Inspired by CLIP, we propose EEG-CLIP: a contrastive learning approach to align EEG time-series data with corresponding clinical text descriptions in a shared embedding space. This work explores two central questions: (i) how clinical text reports can be effectively incorporated into EEG representation learning, and (ii) whether this multimodal approach enables more generalizable representations that transfer across diverse EEG decoding tasks.

We demonstrate EEG-CLIP’s potential for versatile EEG decoding through extensive evaluation on few-shot and zero-shot learning tasks. Our results show that EEG-CLIP achieves strong zero-shot classification performance and consistently outperforms previous transfer learning approaches and task-specific models when labeled data are scarce. This presents a promising direction for EEG analysis by enabling zero-shot inference through natural language queries and more efficient training of specialized models with limited annotations.

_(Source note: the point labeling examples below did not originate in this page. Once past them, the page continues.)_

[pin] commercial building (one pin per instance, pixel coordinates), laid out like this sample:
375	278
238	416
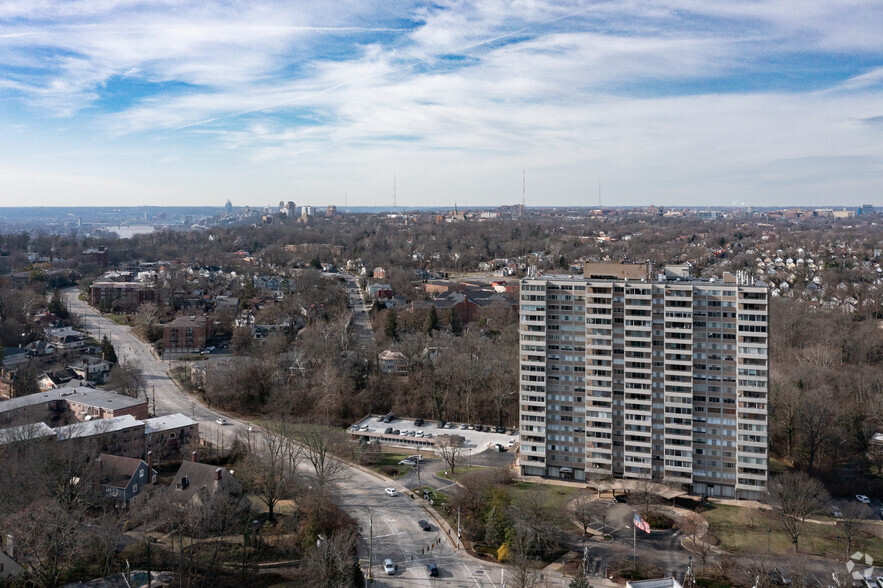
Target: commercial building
644	374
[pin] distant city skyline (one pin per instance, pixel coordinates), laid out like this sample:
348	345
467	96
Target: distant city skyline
731	103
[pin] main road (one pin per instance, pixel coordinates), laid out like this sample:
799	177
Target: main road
396	535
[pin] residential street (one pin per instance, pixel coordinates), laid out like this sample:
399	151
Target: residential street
362	495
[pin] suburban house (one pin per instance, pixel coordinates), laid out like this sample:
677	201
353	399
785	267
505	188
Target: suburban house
187	334
13	356
123	478
392	362
92	369
199	482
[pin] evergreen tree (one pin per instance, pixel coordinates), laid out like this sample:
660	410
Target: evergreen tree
56	306
108	353
431	323
392	325
455	321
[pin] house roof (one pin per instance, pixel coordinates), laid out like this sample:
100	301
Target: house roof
199	476
166	423
117	471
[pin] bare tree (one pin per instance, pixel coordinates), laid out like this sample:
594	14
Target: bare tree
450	449
127	378
319	444
795	497
585	510
270	467
850	527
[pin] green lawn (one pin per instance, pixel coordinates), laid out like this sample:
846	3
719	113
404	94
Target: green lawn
745	530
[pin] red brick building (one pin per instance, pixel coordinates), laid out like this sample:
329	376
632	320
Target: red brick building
187	334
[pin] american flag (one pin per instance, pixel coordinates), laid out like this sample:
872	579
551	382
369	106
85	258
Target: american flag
641	524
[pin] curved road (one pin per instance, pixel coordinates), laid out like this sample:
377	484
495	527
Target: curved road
396	534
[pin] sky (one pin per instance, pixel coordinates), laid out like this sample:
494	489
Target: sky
375	103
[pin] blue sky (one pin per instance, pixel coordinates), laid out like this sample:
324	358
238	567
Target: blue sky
669	102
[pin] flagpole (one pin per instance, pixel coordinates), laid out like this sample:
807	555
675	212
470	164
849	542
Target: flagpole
635	540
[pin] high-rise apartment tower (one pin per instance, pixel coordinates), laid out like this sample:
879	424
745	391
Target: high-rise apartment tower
647	374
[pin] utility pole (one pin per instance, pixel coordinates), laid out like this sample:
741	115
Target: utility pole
368	578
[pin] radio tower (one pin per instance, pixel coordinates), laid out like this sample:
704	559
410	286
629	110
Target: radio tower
523	189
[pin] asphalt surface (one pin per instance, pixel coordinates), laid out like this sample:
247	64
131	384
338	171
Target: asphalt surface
362	495
362	331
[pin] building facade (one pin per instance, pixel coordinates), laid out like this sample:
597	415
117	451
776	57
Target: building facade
638	374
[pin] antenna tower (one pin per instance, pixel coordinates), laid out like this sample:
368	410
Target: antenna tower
523	188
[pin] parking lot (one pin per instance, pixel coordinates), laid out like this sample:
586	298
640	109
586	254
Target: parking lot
475	441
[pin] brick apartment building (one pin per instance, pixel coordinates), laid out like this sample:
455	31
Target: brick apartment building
187	334
647	375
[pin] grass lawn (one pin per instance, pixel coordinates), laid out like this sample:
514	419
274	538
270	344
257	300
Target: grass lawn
459	472
746	530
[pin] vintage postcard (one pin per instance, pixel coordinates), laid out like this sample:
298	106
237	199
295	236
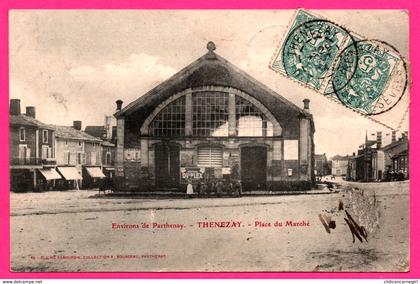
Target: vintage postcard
209	141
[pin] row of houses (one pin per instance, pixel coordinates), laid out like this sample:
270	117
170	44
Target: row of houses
375	161
45	157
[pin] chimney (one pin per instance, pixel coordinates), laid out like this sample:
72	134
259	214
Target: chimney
306	104
30	111
119	104
14	107
77	124
379	140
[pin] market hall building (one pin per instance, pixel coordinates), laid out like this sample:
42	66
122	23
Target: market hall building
213	118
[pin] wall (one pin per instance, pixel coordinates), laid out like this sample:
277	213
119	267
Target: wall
339	167
93	152
62	146
14	141
138	171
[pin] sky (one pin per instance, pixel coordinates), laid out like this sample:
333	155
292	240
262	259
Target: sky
74	65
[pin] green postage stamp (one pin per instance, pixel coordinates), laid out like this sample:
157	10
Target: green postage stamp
368	76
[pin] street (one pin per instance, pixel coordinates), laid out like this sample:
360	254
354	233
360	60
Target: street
84	231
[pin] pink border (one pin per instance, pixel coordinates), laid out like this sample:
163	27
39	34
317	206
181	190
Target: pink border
414	12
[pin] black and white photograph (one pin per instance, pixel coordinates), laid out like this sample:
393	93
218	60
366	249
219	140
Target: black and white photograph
209	140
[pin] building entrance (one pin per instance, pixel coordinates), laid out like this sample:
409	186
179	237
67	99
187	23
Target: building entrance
167	166
254	168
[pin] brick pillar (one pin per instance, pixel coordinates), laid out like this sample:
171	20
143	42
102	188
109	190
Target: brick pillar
119	157
305	148
188	114
232	115
144	154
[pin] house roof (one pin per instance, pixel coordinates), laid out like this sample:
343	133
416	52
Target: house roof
108	144
27	121
402	141
96	131
69	132
340	158
320	156
213	70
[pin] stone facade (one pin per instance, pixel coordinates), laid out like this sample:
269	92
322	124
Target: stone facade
282	152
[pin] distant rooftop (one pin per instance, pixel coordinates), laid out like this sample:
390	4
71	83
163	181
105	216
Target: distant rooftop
340	158
27	121
96	131
69	132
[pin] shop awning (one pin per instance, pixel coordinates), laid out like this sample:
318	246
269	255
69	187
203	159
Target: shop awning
50	174
95	172
69	173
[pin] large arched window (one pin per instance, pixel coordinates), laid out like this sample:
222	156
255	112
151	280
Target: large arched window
170	121
250	121
210	113
210	156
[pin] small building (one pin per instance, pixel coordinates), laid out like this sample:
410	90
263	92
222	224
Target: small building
339	165
79	157
392	160
108	136
322	167
32	152
212	119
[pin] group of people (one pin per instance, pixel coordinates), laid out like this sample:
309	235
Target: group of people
215	187
390	175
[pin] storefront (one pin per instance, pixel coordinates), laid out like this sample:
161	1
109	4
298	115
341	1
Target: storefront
93	177
71	178
213	120
48	178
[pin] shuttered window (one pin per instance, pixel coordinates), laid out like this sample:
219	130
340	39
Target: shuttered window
210	157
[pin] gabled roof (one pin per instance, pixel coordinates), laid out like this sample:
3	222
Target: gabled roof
213	70
340	158
320	156
69	132
107	144
96	131
402	141
24	120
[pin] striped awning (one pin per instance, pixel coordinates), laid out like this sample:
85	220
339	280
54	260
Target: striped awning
69	173
210	157
50	174
95	172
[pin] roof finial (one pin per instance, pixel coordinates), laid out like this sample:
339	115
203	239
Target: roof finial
211	47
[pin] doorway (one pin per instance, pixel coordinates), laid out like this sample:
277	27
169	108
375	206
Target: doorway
254	168
167	165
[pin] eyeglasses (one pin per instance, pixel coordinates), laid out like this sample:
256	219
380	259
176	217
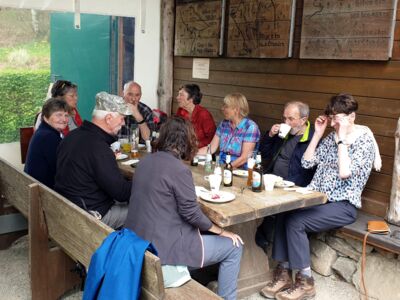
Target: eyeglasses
338	117
290	119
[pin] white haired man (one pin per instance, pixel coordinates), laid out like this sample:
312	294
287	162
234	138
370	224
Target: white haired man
87	172
142	115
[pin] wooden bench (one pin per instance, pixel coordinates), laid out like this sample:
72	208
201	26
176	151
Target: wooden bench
358	229
74	232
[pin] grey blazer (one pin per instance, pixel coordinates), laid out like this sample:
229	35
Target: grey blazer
163	210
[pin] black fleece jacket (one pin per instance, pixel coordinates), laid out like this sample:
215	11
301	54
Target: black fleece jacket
87	172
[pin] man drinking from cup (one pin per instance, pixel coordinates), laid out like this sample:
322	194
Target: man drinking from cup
282	148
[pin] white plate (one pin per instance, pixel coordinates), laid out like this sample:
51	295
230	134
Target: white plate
284	183
223	197
240	173
121	156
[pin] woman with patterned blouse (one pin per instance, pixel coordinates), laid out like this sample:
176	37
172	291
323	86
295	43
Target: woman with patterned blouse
236	134
344	160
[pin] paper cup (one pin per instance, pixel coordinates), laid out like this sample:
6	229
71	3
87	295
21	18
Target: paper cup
116	146
269	181
283	130
215	182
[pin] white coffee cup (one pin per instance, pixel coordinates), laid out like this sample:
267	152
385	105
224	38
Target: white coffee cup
215	182
283	130
269	181
116	146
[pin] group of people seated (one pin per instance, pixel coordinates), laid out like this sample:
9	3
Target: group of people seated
160	202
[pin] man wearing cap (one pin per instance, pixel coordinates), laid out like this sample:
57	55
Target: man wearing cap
87	172
142	115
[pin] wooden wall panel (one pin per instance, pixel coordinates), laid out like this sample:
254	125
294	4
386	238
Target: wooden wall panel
269	83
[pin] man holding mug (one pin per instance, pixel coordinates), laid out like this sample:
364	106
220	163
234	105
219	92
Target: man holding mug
282	148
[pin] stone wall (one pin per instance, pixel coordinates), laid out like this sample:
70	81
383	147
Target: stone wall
340	257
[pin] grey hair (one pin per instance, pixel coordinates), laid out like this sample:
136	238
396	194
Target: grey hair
129	83
101	114
303	108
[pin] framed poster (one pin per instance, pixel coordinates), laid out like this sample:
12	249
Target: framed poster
348	29
197	28
260	28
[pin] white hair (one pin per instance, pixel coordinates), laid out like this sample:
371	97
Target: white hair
101	114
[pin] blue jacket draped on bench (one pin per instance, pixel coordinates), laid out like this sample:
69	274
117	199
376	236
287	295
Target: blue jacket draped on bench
115	267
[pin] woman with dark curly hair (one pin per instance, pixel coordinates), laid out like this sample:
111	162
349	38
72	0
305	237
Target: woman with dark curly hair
163	209
41	158
189	98
67	91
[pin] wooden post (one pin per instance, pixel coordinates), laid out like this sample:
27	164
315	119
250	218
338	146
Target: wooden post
393	215
165	82
50	268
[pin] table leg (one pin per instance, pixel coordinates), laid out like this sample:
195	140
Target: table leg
254	269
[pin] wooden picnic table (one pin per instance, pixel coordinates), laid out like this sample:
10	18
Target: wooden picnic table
243	215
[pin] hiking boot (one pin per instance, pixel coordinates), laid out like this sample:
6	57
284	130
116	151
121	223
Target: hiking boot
281	280
303	288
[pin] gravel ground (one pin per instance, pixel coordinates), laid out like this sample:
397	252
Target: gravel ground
14	279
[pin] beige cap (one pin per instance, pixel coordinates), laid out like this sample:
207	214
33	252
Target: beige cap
111	103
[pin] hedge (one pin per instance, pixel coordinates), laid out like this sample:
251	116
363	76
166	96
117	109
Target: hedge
22	94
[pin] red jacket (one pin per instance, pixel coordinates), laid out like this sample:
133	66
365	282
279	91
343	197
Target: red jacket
78	121
203	123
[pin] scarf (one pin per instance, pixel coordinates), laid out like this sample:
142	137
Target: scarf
360	130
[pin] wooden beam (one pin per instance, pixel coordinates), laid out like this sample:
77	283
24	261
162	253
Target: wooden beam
393	215
165	81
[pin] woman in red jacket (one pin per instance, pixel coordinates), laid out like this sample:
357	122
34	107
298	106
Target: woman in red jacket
189	98
66	90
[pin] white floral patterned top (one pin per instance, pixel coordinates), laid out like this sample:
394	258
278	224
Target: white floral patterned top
326	178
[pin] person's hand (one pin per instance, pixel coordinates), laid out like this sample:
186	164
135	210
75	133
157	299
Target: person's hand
236	239
135	110
274	130
320	125
344	125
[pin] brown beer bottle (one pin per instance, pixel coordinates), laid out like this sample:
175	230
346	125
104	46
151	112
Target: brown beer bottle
228	178
257	175
195	161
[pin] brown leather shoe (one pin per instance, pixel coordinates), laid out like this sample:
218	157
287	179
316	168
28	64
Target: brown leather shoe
303	288
281	280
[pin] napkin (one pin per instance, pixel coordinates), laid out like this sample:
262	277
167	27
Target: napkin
129	162
300	190
200	190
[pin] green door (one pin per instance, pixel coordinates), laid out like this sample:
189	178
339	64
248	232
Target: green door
82	56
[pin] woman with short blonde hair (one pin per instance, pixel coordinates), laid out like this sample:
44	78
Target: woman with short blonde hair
237	100
236	135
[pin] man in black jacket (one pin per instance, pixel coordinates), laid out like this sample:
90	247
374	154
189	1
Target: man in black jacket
282	156
87	171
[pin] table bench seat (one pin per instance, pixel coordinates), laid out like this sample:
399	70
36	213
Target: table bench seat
358	229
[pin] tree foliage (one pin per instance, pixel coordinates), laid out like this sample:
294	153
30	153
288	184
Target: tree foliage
22	95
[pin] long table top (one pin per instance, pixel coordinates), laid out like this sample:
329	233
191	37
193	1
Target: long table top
247	205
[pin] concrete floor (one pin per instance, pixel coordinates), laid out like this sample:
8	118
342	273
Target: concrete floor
14	279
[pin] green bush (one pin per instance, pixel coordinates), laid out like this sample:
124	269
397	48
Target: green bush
22	95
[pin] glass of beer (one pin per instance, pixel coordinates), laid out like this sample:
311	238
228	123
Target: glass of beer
125	143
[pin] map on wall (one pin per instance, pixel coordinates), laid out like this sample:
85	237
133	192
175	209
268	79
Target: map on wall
348	29
197	27
260	28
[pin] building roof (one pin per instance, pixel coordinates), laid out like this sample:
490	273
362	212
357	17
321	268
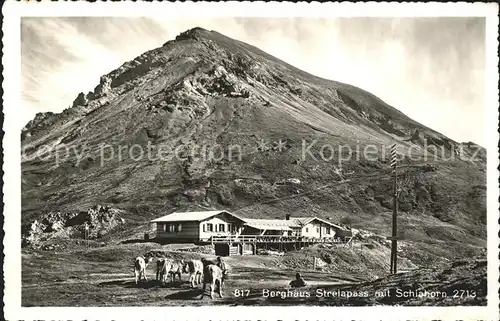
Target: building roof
305	220
261	224
265	224
191	216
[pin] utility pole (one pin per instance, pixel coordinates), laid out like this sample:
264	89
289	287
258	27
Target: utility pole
394	238
86	235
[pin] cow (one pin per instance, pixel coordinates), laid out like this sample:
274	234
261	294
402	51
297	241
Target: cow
161	269
223	266
212	274
175	267
195	270
140	264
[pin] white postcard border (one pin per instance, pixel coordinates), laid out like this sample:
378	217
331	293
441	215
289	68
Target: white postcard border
13	11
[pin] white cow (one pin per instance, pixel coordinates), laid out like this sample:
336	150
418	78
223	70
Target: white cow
167	267
140	264
195	270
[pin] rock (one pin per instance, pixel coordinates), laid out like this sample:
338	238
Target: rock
104	86
81	100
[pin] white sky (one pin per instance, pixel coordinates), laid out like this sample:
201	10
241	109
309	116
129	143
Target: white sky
432	69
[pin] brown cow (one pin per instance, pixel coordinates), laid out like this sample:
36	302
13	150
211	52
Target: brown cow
161	269
195	270
213	275
140	264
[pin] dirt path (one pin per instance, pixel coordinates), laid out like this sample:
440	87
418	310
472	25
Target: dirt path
71	281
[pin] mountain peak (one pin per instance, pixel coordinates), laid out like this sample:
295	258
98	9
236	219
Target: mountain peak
194	33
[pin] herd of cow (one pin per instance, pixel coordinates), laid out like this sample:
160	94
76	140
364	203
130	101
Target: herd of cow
198	270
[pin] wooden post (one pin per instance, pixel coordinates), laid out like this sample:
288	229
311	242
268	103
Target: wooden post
394	242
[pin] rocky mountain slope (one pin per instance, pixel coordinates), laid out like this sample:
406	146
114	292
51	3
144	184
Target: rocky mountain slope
228	126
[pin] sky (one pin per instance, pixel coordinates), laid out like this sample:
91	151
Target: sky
431	69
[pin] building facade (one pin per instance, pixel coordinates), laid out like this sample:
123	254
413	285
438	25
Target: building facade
197	226
203	226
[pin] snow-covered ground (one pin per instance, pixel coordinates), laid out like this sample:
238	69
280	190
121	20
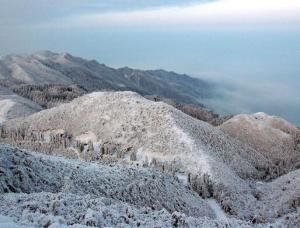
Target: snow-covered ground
14	106
7	222
184	159
125	125
274	137
47	191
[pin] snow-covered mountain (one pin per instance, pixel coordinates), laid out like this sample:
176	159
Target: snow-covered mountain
274	137
51	68
137	158
124	126
14	106
40	190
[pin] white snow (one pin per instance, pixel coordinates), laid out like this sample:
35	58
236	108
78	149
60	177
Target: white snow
221	215
7	222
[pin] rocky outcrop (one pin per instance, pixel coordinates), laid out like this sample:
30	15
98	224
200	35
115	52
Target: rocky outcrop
123	126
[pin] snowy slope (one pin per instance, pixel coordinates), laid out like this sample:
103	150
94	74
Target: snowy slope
62	68
124	125
14	106
40	190
274	137
65	192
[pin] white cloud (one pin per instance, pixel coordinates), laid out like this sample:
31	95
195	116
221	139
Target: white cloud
215	13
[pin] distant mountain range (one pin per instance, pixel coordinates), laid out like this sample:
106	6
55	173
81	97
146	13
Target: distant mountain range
52	68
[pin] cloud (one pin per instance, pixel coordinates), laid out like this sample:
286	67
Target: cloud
203	14
234	97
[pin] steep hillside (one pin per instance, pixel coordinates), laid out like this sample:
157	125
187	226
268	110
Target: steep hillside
49	95
275	138
14	106
110	126
51	68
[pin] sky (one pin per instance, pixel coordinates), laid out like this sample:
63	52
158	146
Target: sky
249	48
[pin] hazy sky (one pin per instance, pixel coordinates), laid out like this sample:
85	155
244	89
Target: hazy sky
251	47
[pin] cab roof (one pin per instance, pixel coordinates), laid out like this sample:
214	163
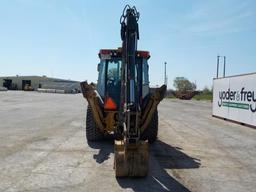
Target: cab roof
118	53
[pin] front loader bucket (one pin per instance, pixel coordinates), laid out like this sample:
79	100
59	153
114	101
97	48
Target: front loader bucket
131	160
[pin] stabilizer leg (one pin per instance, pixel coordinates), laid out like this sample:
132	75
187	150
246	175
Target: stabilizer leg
131	159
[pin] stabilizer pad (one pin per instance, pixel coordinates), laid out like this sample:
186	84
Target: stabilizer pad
131	160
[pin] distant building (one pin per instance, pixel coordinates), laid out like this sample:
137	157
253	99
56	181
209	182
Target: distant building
19	83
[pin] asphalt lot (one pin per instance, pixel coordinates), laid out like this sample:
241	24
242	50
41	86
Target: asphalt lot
43	148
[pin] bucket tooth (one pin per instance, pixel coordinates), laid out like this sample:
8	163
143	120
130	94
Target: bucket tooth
132	159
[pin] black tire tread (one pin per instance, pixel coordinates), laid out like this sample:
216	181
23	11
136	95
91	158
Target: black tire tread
151	132
93	133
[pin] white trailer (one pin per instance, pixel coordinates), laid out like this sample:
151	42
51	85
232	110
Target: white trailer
234	98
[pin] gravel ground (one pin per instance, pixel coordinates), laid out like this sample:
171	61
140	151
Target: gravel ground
43	148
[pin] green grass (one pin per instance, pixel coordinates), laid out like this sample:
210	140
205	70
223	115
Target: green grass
203	96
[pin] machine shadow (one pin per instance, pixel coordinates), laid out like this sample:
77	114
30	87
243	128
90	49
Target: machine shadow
162	157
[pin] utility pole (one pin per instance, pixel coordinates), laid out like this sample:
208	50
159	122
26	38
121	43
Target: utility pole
224	65
165	76
218	63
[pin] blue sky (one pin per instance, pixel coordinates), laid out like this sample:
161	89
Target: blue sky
61	38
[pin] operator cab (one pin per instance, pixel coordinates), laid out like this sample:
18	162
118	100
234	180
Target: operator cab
109	78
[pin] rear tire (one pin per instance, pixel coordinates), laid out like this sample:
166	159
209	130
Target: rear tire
93	133
150	133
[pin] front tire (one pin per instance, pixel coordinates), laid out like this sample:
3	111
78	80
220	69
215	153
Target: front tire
93	133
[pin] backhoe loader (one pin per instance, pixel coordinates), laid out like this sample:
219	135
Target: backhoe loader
122	103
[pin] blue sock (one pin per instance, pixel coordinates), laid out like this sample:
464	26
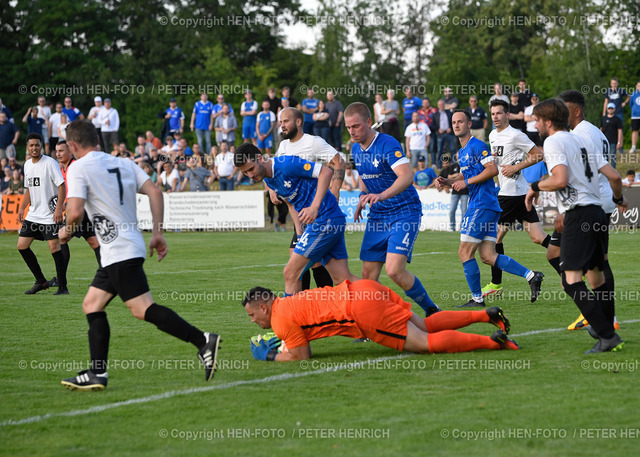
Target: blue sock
472	273
419	295
506	263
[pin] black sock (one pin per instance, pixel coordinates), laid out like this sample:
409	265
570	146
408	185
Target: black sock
555	263
99	334
546	241
322	277
61	268
64	248
168	321
496	273
306	280
590	307
606	296
32	262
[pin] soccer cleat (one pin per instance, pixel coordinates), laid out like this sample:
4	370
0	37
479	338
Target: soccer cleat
62	290
504	341
37	288
491	289
471	304
613	344
579	323
431	310
86	381
208	355
535	284
497	318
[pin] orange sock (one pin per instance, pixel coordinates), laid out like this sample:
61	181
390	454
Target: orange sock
452	341
451	320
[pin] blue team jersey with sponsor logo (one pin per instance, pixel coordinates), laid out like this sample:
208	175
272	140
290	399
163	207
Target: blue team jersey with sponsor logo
296	180
472	159
375	166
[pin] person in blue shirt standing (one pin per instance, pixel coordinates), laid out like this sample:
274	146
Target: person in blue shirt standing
303	185
395	210
202	121
410	105
175	116
249	113
479	229
309	108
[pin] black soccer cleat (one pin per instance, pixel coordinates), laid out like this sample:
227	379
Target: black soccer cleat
613	344
86	381
497	318
431	310
472	304
62	290
208	355
37	287
535	284
504	341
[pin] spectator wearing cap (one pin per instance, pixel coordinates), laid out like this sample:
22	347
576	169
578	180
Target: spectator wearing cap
425	177
175	117
611	126
202	121
110	124
478	118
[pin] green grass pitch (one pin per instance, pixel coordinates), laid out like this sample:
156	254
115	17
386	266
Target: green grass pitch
350	399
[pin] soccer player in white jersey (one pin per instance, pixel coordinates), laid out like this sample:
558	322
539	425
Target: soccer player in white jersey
599	145
513	151
107	187
573	175
44	191
312	149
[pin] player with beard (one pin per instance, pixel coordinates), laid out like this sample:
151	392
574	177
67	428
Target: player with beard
599	145
45	192
513	151
583	225
316	150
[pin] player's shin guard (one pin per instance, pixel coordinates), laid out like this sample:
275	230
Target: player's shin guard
496	273
472	273
322	277
452	341
509	265
555	263
61	268
590	307
419	294
99	334
170	322
451	320
32	262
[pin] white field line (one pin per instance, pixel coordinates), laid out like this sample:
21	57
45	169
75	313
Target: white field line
229	385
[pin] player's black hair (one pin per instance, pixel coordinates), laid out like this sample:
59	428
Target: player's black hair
573	96
498	102
34	136
467	114
83	132
258	295
245	153
554	110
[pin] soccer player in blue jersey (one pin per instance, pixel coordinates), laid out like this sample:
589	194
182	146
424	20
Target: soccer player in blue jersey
395	210
480	224
303	185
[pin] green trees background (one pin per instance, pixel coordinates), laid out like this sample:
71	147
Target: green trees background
359	46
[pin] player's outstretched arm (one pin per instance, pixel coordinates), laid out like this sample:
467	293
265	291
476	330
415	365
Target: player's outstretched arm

Remark: Recently and after the completion of the study presented in this manuscript, (Gijsen and Ritter, 2024), also proposed EEG-language models that align EEG data with clinical reports for pathology detection. Their work explores multiple alignment strategies, including a multiple instance learning extension for flexible matching between EEG segments and text portions. Their approach is primarily focused on pathology detection and classification of epileptiform activity, while our EEG-CLIP study examines model performance on diverse decoding objectives including age, gender, and medication prediction, providing further insights into the versatility of language-supervised EEG representations.

2 Related work

2.1 Deep-learning based EEG decoding

Deep learning has revolutionized EEG analysis by enabling end-to-end decoding directly from raw signals without hand-crafted features. Convolutional neural networks (CNNs) have shown particular promise, with recent advances like batch normalization and exponential linear units boosting performance to match or exceed traditional methods like filter bank common spatial patterns (FBCSP) (Schirrmeister et al., 2017) These architectures automatically learn hierarchical representations that capture relevant spectral and spatial patterns in EEG data.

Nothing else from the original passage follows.